À medida que o tempo avança, são cada vez mais as ausências. As pessoas que faltam, alguns animais também. Todos esses ausentes que, de uma forma ou de outra, deixaram de estar, de fazer parte.
De todas as ausências, a mais dolorosa, definitiva e misteriosa é a ausência de uma vida. A morte como última fronteira de um irrecuperável.
Quando era miúda, ouvia a minha mãe dizer, muitas vezes, que só não havia remédio para a morte. Era então uma frase vazia, tão longe que parecia estar esse tempo das perdas profundas. Éramos ainda quase todos vivos, tirando os que pareciam ter sido mortos toda uma vida. Aqueles das fotografias que se reclamavam nossos num tempo que não foi o nosso. Esse tempo no qual ainda não existíamos, mas onde a nossa história tinha começado.
Mas era apenas uma questão de tempo até a morte ser também uma coisa que nos subtraía os vivos, os nossos, os que do nosso lado estavam e, um dia, deixam de estar.
Ao princípio é uma dor nebulosa, confusa. Somos ainda cheios de uma eternidade que tem alguma dificuldade em lidar com o fim, em compreendê-lo na sua plenitude.

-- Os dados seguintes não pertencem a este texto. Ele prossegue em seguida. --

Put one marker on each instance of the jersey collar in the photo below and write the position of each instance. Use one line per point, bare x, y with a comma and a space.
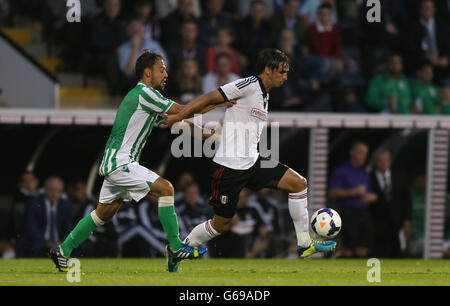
263, 88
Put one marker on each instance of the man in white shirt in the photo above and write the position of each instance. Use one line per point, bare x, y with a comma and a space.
237, 163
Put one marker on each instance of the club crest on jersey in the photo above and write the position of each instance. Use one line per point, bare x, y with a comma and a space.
223, 199
259, 114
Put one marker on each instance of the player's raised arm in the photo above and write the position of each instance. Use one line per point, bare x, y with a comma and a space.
200, 105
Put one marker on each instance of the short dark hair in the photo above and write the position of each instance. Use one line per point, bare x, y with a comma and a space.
271, 58
221, 55
146, 60
325, 5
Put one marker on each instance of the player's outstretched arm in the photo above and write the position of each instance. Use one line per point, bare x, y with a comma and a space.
200, 105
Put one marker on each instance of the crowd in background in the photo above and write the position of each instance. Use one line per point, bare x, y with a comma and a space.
341, 62
383, 217
41, 218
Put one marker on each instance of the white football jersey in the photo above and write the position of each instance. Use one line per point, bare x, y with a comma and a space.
243, 123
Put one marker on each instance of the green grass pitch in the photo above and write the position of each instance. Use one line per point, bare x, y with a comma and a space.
228, 272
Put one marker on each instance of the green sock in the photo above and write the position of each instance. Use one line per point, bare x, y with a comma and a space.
169, 221
79, 234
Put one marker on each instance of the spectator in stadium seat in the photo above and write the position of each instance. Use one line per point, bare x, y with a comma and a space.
166, 7
222, 74
108, 33
251, 32
144, 11
325, 45
171, 26
47, 220
188, 84
427, 39
389, 92
390, 211
445, 98
425, 95
351, 189
129, 51
188, 47
286, 17
309, 10
287, 97
223, 45
191, 210
211, 21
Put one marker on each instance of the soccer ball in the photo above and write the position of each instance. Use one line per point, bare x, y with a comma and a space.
326, 223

Somos uma espécie de presente perpétuo, trazemos uma imortalidade de sermos uma pele nova e um coração ainda intacto à dor. Acreditamos ainda que ‘vão-se os anéis e ficam-se os dedos”, como também dizia a minha mãe. Até descobrirmos que as coisas imortais não sentem saudades de nós, nem daqueles que as usaram. Que as casas provavelmente não guardam memórias, que as roupas encontram outros corpos, os sapatos outos passos, os livros ou são esquecidos ou voltam as páginas para outros olhos e outros pensamentos. Até o amor que foi nosso, esquece-se depressa da forma das nossas mãos e do volume do nosso abraço.
A única eternidade só dura o nosso próprio tempo. E as coisas eternas padecem de má memória.
Leio Eucanaã Ferraz: “Nem é verdade que os anéis se vão/e os dedos ficam. Museus barracas de quinquilharias/antiquários estão abarrotados dos anéis/sem dedos nenhuns – foram-se os dedos\ dedos custam caro – mas não duram muito./ Foram-se as luvas – vazias./Ficou o nome – porta luvas./Os dedos dão adeus/e sobram estes aros/brilhando/sem ninguém e sem remorsos.”
Talvez tivesse gostado de saber este poema quando a minha mãe me repetia e história da eternidade dos dedos. Talvez...
Talvez doesse menos quando descobrisse que eternos eram os anéis. Talvez...
Ou talvez não há outra forma de viver que não seja cada dor a seu tempo. O mesmo acontece, aliás, com a felicidade, da qual também só nós temos memória e tempo.